Approach: Full-field digital screening mammograms within the Stockholm County area between February 1, 2012, and December 30, 2015, acquired on Philips equipment, were collected. All exams of women with breast cancer within 23 months of screening and a random selection of healthy controls were included. An exam-level continuous AI abnormality score was generated (Insight MMG from Lunit Inc). Sensitivity and abnormal interpretation rates were estimated for operating points defined by the standalone-reader approach and the combined-reader approach.

Results: The study population included 1684 exams of women with breast cancer and 5024 exams of healthy women. Observations of healthy women were up-sampled to attain a realistic proportion of cancer. The observed sensitivity for reader 1, 2 and 1+2 was 69.7%, 75.6%, and 78.6%, respectively, at an abnormal interpretation rate of 4.4%, 4.6%, and 6.1%, respectively. For the combination of reader 1 + AI we estimated a sensitivity of 82.4% for standalone-reader matching and 78.6% for combined-reader matching, at an abnormal interpretation rate of 12.6% and 7.0%, respectively.

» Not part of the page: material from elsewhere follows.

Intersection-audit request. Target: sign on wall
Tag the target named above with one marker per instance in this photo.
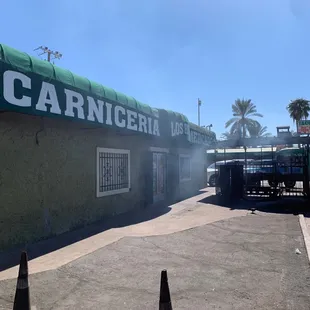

Conclusions: Setting the operating point by matching stand-alone AI stand-alone with a radiologist will nearly double the downstream workload compared to a modest increase of 15% for the alternative method of matching sensitivity between the combination of AI and a radiologist with two radiologists.

Keywords: artificial intelligence; breast cancer screening; calibration; computer-aided detection; implementation.